Medievalists .net: Project breathing new life into forgotten medieval chants. “The Amra project, led by music historian Dr Ann Buckley at Trinity’s Medieval History Research Centre, is aiming to digitise and make freely available online over 300 manuscripts containing liturgical material associated with some 40 Irish saints which are located in research libraries across Europe.”
ProPublica: We Assembled the Only Nationwide Database of Priests Deemed Credibly Accused of Abuse. Here’s How. . “ProPublica published an interactive database on Tuesday that lets users search for clergy who have been listed as credibly accused of sexual abuse in reports released by Catholic dioceses and religious orders. It is, as of publication, the only nationwide database of official disclosures. The U.S. Conference of Catholic Bishops, the religious leaders’ national membership organization, does not publicly release any centralized, countrywide collection of clergy members who have been credibly accused of sexual assault.”
Asian and African Studies Blog (British Library): Zoroastrian collections in the British Library. “In the past few years several of our manuscripts have become familiar through exhibitions such as Everlasting Flame: Zoroastrianism in History and Imagination held at SOAS (2013) and New Delhi (2016) and also through the Zoroastrian articles and collection items included in our recent website Discovering Sacred Texts. Building on this and thanks to the philanthropic support of Mrs Purviz Rusy Shroff, we have now been able to complete digitisation of the whole collection.

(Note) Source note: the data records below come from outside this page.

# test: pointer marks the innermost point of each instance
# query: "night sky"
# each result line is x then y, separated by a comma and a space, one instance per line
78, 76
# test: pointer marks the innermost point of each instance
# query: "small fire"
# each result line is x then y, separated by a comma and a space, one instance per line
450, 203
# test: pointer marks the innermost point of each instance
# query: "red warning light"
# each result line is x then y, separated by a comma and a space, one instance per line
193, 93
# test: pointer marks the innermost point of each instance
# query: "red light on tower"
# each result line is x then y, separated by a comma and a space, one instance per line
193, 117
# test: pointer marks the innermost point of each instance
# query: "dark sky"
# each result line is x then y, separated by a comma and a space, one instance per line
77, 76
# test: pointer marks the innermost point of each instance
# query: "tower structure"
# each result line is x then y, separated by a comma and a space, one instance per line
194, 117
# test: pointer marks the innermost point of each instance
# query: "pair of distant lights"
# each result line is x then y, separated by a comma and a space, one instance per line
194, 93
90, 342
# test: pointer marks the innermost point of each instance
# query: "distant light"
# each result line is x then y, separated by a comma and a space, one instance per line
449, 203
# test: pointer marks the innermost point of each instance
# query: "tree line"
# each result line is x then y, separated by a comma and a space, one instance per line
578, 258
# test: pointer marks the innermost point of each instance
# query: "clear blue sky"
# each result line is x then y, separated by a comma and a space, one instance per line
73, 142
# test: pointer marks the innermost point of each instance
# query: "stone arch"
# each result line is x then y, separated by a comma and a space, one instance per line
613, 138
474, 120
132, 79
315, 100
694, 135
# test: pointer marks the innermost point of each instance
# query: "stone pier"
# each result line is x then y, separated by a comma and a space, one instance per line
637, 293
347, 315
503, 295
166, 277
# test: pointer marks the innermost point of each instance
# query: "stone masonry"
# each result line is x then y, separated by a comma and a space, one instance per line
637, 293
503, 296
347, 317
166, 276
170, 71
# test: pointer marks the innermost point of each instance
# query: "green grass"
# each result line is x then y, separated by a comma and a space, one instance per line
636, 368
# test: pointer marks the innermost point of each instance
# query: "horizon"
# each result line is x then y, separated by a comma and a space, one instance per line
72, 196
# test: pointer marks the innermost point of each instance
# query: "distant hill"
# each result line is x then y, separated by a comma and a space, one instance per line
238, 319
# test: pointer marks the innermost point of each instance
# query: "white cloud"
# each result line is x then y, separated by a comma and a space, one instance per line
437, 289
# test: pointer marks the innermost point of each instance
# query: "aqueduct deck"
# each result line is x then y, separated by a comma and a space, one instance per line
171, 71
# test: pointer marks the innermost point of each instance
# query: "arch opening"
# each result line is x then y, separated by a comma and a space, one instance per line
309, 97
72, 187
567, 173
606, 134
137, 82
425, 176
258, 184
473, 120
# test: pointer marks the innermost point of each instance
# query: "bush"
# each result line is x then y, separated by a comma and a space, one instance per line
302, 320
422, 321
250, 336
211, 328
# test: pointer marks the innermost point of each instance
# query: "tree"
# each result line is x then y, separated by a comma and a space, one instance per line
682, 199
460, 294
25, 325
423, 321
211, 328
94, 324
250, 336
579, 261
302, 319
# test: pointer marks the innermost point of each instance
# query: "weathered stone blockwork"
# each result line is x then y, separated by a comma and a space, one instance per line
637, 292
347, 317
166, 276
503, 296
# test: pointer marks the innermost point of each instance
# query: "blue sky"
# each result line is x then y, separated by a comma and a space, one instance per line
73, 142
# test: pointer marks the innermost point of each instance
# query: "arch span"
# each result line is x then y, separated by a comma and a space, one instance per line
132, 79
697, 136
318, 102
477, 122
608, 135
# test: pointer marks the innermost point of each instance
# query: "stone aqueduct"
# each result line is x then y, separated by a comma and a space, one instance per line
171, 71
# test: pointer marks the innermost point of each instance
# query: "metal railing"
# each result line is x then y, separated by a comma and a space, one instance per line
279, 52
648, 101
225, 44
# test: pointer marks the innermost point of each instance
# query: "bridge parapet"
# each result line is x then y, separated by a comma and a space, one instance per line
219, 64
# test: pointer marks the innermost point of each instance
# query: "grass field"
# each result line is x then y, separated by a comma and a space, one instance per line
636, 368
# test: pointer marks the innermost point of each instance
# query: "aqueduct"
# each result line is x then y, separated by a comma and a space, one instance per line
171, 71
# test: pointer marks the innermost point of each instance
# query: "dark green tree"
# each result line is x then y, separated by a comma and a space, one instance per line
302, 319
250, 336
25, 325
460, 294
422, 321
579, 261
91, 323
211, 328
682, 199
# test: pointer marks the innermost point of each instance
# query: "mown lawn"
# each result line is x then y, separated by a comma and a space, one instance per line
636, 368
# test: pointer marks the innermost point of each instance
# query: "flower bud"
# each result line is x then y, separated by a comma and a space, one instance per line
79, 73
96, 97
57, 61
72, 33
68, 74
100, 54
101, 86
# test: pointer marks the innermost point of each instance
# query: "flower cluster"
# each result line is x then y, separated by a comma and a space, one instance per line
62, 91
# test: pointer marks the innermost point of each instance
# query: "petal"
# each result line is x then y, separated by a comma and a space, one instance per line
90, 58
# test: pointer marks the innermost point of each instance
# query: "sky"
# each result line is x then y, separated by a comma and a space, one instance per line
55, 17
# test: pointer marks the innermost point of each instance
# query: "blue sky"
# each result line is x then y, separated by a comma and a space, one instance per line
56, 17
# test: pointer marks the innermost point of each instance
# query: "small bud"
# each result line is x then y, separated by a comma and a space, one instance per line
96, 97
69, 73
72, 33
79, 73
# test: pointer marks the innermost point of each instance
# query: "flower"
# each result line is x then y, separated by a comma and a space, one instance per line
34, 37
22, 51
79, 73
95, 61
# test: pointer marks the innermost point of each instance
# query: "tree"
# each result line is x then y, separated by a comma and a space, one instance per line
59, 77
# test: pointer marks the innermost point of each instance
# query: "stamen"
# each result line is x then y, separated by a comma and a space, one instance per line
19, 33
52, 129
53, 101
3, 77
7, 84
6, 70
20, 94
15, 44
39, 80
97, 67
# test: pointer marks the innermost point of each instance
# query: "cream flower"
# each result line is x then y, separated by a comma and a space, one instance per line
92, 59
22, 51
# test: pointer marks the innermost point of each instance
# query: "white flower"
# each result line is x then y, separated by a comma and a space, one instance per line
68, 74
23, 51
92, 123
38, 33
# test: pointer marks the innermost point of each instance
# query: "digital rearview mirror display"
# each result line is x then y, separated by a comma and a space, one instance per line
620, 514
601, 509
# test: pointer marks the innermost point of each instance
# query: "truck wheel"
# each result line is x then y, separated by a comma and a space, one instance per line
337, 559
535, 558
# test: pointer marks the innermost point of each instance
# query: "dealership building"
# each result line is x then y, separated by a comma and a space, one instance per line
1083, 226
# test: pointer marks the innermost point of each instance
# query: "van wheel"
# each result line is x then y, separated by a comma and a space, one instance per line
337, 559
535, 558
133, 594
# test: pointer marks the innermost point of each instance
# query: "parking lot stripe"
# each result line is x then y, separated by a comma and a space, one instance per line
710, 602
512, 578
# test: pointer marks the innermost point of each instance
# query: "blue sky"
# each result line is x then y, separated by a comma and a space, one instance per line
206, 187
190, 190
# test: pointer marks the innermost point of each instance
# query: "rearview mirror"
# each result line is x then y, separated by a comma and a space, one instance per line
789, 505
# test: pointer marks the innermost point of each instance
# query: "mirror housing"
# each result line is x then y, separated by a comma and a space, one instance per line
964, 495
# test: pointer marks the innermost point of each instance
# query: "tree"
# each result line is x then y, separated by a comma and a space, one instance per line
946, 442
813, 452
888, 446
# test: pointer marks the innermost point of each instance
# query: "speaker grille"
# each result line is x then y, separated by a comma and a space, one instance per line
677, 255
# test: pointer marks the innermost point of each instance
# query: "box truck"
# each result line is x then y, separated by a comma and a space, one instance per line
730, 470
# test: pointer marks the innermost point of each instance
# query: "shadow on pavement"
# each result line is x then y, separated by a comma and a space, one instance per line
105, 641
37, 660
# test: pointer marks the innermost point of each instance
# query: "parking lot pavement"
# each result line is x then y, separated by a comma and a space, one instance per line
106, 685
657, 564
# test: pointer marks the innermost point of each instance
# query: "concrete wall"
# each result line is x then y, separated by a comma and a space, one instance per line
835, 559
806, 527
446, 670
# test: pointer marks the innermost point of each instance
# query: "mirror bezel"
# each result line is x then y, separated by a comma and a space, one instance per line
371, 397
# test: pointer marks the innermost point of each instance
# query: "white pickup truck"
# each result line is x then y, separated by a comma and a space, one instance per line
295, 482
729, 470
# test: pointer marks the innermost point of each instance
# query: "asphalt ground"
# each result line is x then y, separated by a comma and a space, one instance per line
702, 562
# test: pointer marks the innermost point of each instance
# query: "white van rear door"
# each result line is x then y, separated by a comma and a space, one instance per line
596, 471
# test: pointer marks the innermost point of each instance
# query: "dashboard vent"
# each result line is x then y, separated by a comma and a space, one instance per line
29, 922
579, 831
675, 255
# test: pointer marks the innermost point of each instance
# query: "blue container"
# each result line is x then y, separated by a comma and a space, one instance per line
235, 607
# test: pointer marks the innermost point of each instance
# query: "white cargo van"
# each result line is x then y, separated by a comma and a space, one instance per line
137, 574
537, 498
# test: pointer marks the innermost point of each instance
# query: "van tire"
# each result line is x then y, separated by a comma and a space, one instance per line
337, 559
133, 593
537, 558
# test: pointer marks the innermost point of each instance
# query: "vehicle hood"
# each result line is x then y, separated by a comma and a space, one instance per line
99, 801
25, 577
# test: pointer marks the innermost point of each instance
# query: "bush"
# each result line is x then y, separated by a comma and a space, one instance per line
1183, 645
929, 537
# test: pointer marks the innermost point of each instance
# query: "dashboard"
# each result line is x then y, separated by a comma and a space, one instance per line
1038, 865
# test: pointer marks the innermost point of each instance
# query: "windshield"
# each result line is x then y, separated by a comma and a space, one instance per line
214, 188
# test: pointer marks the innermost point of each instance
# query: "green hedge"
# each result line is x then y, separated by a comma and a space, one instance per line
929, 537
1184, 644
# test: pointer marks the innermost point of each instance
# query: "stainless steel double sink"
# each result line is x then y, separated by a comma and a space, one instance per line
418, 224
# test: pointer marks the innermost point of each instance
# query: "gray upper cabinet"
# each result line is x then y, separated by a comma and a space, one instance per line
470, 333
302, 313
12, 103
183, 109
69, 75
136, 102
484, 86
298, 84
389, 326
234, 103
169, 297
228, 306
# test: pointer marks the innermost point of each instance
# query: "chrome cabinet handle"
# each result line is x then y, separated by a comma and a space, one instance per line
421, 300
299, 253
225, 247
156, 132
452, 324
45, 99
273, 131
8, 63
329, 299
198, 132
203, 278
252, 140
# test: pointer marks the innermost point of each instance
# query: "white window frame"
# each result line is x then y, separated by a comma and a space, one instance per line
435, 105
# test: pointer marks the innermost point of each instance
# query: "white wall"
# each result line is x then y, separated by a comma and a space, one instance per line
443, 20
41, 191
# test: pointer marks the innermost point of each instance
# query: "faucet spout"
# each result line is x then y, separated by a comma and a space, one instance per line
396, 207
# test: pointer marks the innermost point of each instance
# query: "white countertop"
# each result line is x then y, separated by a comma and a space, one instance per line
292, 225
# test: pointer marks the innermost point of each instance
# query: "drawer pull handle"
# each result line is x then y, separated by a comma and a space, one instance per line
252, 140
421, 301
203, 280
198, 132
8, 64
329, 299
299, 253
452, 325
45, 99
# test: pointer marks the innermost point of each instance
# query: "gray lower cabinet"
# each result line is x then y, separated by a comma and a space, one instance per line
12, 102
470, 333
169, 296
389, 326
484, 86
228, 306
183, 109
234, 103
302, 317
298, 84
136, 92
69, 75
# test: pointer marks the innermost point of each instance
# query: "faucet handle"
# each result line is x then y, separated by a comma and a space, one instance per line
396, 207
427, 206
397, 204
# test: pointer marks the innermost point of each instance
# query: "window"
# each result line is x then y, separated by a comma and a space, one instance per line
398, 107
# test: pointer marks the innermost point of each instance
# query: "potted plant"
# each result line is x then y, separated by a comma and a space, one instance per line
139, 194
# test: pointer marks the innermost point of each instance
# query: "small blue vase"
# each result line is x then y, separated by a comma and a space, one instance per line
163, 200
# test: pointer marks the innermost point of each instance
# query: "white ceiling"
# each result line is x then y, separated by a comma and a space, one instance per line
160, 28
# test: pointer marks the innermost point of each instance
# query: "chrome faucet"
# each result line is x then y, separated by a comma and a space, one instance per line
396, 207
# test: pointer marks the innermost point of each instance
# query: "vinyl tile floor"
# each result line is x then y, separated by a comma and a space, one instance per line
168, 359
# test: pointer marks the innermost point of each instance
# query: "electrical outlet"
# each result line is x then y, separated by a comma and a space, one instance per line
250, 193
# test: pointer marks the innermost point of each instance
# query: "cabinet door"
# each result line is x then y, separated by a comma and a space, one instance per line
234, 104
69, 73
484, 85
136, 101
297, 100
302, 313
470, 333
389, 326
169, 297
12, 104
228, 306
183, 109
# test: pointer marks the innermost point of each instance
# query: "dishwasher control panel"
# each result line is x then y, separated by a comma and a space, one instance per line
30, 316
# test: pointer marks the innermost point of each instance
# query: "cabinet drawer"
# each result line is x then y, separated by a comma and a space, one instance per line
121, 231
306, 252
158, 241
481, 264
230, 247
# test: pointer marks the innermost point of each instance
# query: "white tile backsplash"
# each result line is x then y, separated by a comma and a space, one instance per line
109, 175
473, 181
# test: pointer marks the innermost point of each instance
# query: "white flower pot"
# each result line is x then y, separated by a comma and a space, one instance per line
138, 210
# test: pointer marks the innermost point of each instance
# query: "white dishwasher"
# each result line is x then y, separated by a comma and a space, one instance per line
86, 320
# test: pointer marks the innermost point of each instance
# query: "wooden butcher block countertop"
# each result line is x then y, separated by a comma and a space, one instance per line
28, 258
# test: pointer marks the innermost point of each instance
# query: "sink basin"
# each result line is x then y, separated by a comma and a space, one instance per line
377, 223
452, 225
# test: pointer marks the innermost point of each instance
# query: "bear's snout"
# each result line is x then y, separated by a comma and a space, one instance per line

This introductory post outlines the history of the collection and is intended as the first in a series highlighting the collection as the manuscripts go live during the next few months.”
Sojourners: Why Social Media Is a Last Resort for Survivors of Clergy Abuse. “Mainstream media has played a crucial role in giving voice to survivors. As Christine Parker pointed out in a recent interview with Robert Downen: ‘Church leaders aren’t listening to survivors until the media tells their story for them.’ The rise of social media in the past decade has provided an additional — and no less significant — outlet for #ChurchToo survivors to tell their stories, though not without great cost.”
Pew (PEW PEW PEW PEW PEW PEW PEW!): The Digital Pulpit: A Nationwide Analysis of Online Sermons. “Frequent churchgoers may have a good sense of what kind of sermons to expect from their own clergy: how long they usually last, how much they dwell on biblical texts, whether the messages lean toward fire and brimstone or toward love and self-acceptance. But what are other Americans hearing from the pulpits in their congregations?” The methodology was as fascinating to me as the research.
National Library of New Zealand: Mrs Grimke’s scripture cards. “Last year the Library began looking into the possibilities of digitising all the publications listed in the Books in Māori bibliography. After the helpful feedback we got from the people who attended last year’s hui and some further research into the collection, we’ve decided to begin this project with two strands of work. Firstly we will digitise Te Kāhiti o Niu Tireni up to 1900, which is one of the serials listed in ‘Books in Māori’ (BIM). Te Kāhiti was the te reo version of the New Zealand Gazette, which primarily focused on applications and decisions made by the Native Land Court (later known as the Māori Land Court).”
KYW News Radio: New website a ‘glossary’ of hate to expose anti-Semitism. “A new website from the American Jewish Committee is pointing out the language and anti-semitic tropes online and on social media that they say are leading to a rise in bigotry and violence.”